Drawn object by Join Yoon
Jiin Yoon adds an expressive dimension to traditional metal sculpting by handling a plasma cutter as a pencil. Instead of creating the illusion of a 3D object on paper, she actually shaped the metal with drawing techniques such as hatching and cross-hatching. The plasma cutter is designed to cut through electrically conductive materials with a jet of hot plasma. Jiin explored multiple other capabilities of the machine in order to shape and colour the steel.
Spiritual Accelerationism by Teresa Fernández-Pello
With Spiritual Accelerationism, Teresa Fernández-Pello explores new narratives of technology and spirituality. The designer created a neo-altar made of mobile phones, speakers, and tablets that were deconstructed and re-arranged in geometric patterns, rhythmic light, and vibration flows. The work is a re-narration of the contemporary technological order as a transitory trance experience, as well as an invitation to consider religion, myths, and other spiritual tools as technologies of another era.

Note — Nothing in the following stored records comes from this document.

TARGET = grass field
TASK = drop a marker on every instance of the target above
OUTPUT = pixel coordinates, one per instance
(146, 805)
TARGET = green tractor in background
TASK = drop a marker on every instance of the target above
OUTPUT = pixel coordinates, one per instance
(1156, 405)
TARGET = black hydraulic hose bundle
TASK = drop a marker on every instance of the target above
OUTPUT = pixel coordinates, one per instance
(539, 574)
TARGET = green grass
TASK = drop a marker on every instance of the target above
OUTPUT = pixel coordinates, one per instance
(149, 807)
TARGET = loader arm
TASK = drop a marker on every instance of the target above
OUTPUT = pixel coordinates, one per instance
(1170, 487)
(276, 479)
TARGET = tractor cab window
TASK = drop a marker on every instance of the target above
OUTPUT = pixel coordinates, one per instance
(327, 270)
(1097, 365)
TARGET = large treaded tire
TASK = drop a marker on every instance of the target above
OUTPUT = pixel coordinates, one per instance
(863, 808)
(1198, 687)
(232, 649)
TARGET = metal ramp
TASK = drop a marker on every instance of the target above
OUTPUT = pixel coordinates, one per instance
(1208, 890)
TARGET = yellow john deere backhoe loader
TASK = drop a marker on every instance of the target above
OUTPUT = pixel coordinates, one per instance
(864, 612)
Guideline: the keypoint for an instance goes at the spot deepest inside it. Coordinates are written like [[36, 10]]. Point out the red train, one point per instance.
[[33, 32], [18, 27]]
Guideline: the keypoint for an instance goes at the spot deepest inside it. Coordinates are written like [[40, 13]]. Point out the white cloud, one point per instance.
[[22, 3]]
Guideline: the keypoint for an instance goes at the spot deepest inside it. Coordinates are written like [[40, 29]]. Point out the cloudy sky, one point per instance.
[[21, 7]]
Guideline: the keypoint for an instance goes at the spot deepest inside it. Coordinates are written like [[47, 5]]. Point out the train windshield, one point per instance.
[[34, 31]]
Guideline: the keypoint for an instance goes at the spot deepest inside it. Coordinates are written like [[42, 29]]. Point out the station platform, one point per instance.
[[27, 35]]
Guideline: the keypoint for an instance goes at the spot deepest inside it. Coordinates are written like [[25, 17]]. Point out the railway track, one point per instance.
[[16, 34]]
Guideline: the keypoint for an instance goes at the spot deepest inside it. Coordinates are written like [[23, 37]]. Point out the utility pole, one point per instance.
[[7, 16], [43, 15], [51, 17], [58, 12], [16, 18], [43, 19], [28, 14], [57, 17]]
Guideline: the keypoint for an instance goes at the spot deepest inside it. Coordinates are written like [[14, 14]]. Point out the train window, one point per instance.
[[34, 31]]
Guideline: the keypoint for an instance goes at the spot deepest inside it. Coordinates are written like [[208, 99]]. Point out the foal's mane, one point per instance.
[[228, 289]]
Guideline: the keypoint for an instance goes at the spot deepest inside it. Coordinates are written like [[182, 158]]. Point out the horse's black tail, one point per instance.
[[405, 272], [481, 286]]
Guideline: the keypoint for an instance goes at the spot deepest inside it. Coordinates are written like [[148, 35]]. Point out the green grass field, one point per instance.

Factory of Inefficiency by Juno Brown
“There is value in inefficiency,” believes Juno Brown, who built a tiny and fully functioning match factory in which he acts as the only employee. His Factory of Inefficiency playfully defies the current industrial focus on growth and efficacy. Instead, it considers new values such as the pleasure of work, the appreciation of imperfection, or the excitement of stumbling across the unexpected.
Who can afford to be critical? by Alfonso Pereira de Matos
Afonso Pereira de Matos’ project Who can afford to be critical? is a multi-format campaign highlighting the contradictions about the role of a critical attitude in design once the graduates come to terms with the real world and need to build their own professional careers. “Institutions like Design Academy choose to address social, political, and environmental conditions. Yet, who can afford to continue such a practice?” One poster reads ‘I tried to subvert capitalism with practice. Now I am looking for a job.’ The campaign features t-shirts, posters, flyers, fanzines, a website, and a series of meetings.
Photos of Design Academy Eindhoven graduation show 2022: courtesy of DAE.